Link to original paper: https://arxiv.org/pdf/1609.08144v2.pdf
Introduction
This paper describes an approach to the task of Machine Translation. Authored by Google ML visionaries Jeff Dean, Greg Corrado, Orial Vinyals, and others, this paper introduced a machine translation system that serves as the backbone behind Google’s popular Translate service. The system reduced translation errors by an average of 60% compared to the previous production system Google used.

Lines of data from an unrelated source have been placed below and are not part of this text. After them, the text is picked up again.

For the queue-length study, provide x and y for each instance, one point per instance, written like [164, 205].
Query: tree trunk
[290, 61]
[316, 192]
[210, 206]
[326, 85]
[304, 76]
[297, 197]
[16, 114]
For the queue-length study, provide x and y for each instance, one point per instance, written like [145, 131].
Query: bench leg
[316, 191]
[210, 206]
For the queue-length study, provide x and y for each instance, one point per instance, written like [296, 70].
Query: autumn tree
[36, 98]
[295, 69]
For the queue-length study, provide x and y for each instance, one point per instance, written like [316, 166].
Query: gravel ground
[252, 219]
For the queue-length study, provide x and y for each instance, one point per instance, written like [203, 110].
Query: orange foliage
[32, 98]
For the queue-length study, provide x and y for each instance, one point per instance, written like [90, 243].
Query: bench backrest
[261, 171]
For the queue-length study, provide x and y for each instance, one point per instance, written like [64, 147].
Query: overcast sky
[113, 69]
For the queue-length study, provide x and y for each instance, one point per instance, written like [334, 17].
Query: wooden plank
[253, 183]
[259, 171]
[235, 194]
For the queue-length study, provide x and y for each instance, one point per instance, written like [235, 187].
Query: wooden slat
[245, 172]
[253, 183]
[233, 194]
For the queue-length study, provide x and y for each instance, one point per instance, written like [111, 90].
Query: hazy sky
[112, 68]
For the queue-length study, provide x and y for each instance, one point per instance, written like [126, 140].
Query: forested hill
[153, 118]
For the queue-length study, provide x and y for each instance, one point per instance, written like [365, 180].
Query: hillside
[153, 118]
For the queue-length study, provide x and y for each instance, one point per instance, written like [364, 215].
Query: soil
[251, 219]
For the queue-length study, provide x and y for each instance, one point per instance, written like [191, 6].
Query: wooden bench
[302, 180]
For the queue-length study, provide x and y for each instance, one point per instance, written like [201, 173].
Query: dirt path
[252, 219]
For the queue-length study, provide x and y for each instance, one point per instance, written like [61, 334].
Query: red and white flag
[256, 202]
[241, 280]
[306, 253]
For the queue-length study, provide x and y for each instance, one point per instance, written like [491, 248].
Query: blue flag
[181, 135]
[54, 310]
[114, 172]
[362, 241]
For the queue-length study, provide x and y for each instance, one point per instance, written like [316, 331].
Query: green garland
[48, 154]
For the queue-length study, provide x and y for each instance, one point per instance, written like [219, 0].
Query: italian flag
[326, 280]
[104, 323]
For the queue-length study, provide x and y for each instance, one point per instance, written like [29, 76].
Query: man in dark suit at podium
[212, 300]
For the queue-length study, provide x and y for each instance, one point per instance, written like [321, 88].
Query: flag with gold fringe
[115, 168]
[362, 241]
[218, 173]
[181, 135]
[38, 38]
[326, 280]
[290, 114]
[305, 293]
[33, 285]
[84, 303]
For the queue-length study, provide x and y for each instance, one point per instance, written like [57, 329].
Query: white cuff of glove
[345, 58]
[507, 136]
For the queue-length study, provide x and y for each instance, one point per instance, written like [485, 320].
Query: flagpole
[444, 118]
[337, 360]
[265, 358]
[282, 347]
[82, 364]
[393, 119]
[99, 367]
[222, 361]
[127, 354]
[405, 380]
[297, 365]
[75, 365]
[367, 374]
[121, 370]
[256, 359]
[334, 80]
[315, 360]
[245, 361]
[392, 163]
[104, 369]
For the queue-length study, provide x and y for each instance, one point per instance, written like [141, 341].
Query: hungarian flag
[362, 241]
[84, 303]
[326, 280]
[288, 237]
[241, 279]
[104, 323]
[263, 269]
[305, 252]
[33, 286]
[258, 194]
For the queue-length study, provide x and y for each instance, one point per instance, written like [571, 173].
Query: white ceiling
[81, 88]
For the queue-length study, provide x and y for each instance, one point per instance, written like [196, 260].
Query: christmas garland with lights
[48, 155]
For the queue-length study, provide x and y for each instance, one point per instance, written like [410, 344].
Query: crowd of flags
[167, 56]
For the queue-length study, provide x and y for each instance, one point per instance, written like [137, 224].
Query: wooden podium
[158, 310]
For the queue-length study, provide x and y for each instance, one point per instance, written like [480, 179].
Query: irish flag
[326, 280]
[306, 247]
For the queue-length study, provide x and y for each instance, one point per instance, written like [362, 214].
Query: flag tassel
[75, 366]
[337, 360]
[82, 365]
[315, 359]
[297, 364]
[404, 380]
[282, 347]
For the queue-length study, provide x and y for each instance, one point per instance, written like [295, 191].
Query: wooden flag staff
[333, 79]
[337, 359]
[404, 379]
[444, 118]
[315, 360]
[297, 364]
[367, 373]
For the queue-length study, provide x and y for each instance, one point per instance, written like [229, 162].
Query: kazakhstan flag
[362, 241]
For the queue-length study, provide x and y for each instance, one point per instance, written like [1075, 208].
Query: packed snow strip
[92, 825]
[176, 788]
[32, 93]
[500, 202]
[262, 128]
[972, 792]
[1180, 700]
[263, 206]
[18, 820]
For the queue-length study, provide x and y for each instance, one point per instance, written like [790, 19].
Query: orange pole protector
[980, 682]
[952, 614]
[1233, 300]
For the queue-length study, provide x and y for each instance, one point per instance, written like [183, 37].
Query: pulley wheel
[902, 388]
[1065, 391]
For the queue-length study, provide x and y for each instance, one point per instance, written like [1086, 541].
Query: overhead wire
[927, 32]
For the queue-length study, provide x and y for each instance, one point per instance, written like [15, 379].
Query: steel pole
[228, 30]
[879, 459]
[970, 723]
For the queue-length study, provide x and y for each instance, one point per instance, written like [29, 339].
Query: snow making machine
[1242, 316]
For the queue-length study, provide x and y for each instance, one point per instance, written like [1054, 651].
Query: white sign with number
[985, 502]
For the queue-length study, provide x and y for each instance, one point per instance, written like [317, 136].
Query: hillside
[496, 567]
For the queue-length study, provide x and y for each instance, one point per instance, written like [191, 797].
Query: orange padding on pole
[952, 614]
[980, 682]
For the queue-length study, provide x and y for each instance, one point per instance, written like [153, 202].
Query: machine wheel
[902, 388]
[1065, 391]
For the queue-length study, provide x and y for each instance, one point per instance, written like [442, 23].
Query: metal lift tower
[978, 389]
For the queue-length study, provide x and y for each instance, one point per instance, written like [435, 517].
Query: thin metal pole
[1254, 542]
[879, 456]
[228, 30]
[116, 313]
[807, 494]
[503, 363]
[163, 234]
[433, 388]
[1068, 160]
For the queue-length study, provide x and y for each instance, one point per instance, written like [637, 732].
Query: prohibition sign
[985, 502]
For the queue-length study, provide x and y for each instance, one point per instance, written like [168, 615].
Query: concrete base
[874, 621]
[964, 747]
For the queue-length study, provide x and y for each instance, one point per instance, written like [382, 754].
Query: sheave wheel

Traditional approaches to automated translation include variants of phrase-based matching. This approach required large amounts of linguistic domain knowledge and ultimately its design proved to be too brittle and lacked generalization ability. One of the problems with the traditional approach was that it would try to translate the input sentence piece by piece. It turns out the more effective approach (that NMT uses) is to translate the whole sentence at a time, thus allowing for a broader context and a more natural rearrangement of words.
Network Architecture
The authors in this paper introduce a deep LSTM network that can be trained end to end with 8 encoder and decoder layers. We can separate the system into 3 components, the encoder RNN, decoder RNN, and attention module. From a high level, the encoder works on the task on transforming the input sentence to vector representation, the decoder produces the output representation, and then the attention module tells the decoder what to focus on during the task of decoding (This is where the idea of utilizing the whole context of the sentence comes in).
The rest of the paper mainly focuses on the challenges associated with deploying such a service at scale. Topics such as amount of computational resources, latency, and high volume deployment are discussed at length.